What happens when children don’t have these spaces to explore or aren’t allowed to explore them even if they are there, how do we expect them to ever develop a liking / love of the countryside. I encourage my daughter to go out and explore wherever we go, wether it be the local woods at Norland, or exploring classic locations like Gordale Scar or Malham Cove in the Dales, and I think every parent should encourage it, life is about finding new places, experiences and things, children naturally have this curiousity, and it’s adults jobs to make sure it stays with them all their lives.

  1. Aaron says:

    Nice post Lico.

  2. Stu says:

    I remember when it was nowt but fields as far as the eye could see…
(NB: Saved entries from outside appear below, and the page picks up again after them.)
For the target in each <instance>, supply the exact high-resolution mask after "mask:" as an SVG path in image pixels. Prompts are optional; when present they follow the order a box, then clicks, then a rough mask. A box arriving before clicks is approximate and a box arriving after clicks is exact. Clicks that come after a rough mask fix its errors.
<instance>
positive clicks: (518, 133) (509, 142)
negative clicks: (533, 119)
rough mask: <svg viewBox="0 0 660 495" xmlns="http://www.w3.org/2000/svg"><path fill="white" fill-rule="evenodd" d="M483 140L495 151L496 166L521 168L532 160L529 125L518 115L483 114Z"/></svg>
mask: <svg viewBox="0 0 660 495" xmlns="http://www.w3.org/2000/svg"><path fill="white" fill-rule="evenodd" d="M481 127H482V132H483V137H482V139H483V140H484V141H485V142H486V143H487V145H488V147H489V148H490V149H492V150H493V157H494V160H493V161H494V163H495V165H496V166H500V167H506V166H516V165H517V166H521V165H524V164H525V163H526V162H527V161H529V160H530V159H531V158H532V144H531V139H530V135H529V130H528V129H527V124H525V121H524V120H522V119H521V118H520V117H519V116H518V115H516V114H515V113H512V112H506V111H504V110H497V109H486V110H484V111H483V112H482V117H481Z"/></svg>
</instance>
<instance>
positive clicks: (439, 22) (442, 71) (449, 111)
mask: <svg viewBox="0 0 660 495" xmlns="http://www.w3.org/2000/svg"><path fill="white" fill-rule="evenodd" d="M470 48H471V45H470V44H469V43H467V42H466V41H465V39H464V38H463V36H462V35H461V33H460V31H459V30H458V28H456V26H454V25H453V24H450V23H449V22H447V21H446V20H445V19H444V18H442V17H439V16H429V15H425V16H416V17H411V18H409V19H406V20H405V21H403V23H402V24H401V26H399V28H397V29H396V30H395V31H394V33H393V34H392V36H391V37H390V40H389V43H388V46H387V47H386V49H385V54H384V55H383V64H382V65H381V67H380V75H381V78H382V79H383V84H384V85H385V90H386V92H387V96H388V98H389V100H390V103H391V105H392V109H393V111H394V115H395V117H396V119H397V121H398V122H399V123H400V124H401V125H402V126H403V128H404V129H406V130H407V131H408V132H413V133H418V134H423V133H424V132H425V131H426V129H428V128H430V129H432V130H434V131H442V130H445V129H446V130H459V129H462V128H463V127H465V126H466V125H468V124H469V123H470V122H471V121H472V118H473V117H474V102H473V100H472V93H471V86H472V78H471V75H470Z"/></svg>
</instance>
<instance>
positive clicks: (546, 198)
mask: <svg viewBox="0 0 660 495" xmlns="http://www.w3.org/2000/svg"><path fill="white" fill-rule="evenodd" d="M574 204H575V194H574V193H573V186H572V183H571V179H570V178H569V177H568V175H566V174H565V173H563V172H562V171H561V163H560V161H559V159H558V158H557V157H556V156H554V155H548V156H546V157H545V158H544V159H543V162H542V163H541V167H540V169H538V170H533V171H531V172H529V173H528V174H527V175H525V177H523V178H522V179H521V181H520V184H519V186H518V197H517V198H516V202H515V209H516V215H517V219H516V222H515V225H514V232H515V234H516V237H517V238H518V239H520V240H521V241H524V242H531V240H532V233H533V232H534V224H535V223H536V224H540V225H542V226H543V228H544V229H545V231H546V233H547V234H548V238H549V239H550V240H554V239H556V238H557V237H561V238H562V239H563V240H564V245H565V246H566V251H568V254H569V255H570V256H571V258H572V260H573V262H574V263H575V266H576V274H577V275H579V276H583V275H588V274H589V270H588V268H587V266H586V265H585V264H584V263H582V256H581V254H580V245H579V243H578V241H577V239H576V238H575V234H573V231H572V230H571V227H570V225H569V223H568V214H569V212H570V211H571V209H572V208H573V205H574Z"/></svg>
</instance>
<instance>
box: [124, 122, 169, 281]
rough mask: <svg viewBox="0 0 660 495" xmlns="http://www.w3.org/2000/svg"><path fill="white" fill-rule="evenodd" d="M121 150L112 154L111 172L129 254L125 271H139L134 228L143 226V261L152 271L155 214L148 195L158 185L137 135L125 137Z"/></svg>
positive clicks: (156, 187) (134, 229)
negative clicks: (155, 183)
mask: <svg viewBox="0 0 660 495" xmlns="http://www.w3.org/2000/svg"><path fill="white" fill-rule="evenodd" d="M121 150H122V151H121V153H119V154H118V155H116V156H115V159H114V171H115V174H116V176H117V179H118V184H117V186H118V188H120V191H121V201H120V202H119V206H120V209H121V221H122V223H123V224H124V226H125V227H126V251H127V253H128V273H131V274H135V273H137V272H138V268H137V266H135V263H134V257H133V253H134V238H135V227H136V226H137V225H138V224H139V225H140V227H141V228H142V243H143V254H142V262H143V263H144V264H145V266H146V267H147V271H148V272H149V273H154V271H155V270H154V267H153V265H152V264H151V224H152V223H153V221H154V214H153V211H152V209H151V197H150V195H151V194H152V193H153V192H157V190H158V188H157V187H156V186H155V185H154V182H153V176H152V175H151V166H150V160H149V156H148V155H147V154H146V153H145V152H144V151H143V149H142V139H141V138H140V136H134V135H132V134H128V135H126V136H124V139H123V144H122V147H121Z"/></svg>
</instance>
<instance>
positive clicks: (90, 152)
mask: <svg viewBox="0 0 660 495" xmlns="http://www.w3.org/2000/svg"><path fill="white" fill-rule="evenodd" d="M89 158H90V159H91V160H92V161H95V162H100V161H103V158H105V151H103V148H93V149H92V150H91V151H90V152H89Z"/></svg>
  3. This was so beautifully written! I grew up on Chevin Avenue, and walking out of my back gate, you could step through a hole in the fence and be on the old golf course. I remember very fondly the “bomb hole” and the tall grass. I also remember the millions of tiny red ants that used to bite the shit out of me if I wasn’t careful. I know we spent hours and hours of uninterrupted time walking there, and it breaks my heart that my kids don’t have the same sort of thing. The world has changed. I can’t let them have that much freedom anymore. We live in an American city that doesn’t have anything like I did.
    I love your writing!
    Natalie Handley Martin

  4. chris eason says:

    long time no see fun day we had back in the 80’s summertimes

  5. Louise Townsend says:

    it brings back so many memories, mum was forever telling me off for getting covered in sticky weed balls.
    i still live on cuffling drive (grew up on rowanberry avenue) and walk past kirby frith every day & so wish my kids had the same overgrown jungle to play in that i did. its a concrete jungle now with fly-tipped rubbish everywhere & speeding cars…..such a shame.

  6. Carl says:

    How good would it be to live in those times again. The only worry in the world would be that you got back home for your tea at the time agreed with by your parents. I’m sure we all used excuses when we were late.